Racial Disparity Shown in Endometrial-Cancer Survival
Findings from two recent studies suggest a biological cause for the difference in survival rates between African-American and Caucasian women with endometrial cancer.
Akinso: Medical scientists have known for years that how a person reacts to certain diseases can depend, to a degree, on that person's ethnic background. Now, researchers at the National Cancer Institute, and Walter Reed Army Medical Center, report findings from two studies that may suggest a biological cause for the difference in survival rates observed between African-American and Caucasian women with endometrial cancer. The first study looked at patient-survival rates in four endometrial-cancer clinical trials. Doctor Larry Maxwell is the Director of the Gynecologic Disease Center at Walter Reed. He and his collaborators demonstrated that African-American women with endometrial cancer have a 25-percent-greater chance of dying than Caucasian women with the same diagnosis.
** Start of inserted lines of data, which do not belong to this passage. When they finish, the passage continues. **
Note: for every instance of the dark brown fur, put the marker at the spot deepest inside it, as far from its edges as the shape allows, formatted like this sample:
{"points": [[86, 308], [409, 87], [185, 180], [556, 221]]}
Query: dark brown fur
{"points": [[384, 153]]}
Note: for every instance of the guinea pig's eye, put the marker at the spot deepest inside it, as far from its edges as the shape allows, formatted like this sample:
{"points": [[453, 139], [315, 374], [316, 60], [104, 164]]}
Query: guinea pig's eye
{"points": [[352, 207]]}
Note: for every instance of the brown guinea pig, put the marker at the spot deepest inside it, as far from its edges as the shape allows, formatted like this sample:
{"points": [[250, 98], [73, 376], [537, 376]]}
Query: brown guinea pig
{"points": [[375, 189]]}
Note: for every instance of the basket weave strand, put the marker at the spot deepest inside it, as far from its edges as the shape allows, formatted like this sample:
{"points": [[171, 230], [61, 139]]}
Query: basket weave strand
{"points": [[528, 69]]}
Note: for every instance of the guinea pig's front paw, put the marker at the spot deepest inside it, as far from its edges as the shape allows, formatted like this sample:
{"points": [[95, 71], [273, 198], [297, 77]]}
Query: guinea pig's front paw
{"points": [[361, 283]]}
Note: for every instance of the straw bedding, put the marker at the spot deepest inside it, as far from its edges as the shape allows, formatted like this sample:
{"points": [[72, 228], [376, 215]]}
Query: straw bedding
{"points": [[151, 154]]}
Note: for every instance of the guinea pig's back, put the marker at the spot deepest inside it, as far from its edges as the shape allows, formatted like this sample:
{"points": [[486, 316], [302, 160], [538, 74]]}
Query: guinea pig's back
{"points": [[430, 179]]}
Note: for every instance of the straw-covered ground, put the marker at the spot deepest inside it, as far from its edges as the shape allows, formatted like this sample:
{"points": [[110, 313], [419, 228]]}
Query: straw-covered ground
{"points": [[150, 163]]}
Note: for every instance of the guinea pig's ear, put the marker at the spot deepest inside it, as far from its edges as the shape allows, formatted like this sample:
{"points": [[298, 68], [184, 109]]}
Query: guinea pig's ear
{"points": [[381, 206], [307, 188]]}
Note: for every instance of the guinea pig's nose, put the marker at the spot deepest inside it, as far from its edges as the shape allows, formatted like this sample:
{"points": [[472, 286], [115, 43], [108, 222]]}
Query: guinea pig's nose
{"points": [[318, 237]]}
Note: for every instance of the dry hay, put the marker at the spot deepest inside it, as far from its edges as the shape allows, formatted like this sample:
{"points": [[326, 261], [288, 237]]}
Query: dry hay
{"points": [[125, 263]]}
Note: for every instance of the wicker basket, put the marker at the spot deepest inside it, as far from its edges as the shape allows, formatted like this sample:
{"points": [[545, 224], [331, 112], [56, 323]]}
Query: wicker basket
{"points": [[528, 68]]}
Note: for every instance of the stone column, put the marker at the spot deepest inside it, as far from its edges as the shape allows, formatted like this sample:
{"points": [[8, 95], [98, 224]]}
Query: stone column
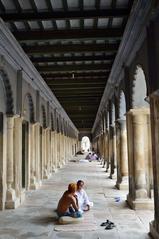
{"points": [[11, 200], [32, 149], [122, 154], [37, 154], [154, 103], [112, 151], [138, 123], [46, 153], [108, 149], [18, 158]]}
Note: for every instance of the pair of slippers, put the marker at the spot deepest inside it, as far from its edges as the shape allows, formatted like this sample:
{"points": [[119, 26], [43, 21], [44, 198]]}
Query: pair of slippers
{"points": [[108, 225]]}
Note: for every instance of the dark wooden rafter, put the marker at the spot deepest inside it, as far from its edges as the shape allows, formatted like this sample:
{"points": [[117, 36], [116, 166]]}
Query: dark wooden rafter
{"points": [[65, 7], [63, 15], [77, 74], [2, 8], [19, 10], [76, 84], [34, 35], [51, 10], [32, 3], [97, 6], [70, 48], [74, 68], [108, 58], [113, 5]]}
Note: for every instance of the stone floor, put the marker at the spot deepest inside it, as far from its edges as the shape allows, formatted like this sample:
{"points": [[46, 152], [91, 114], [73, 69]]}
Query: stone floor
{"points": [[35, 219]]}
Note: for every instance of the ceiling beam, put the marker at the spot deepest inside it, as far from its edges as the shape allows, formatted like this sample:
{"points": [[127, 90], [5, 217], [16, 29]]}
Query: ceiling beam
{"points": [[38, 35], [58, 48], [76, 85], [72, 58], [76, 81], [77, 74], [73, 68], [62, 15], [79, 88], [80, 102]]}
Maxwell: In the setting of a clinical trial, patients are all receiving similar treatment — irrespective of their race. In this analysis of the data from the Gynecologic Oncology Group, we, in fact, confirmed our suspicion that patients with advanced-stage endometrial cancer still have worse outcome — even when receiving similar treatment in a clinical-trial setting.
Akinso: The second study focused on gene patterns in similar cancer cells from African-American and Caucasian women. Researchers, at first, could not identify gene patterns specific to women of either race. However, when the focus was shifted to advanced cancers, they found that gene patterns in cancer cells did tend to be identifiable by race. Doctor Maxwell added that the studies do not imply that African-Americans and Caucasians are genetically different. However, differences in culture and social structures might cause different racial groups to display a distinct genetic profile. This is Wally Akinso, at the National Institutes of Health, Bethesda, Maryland.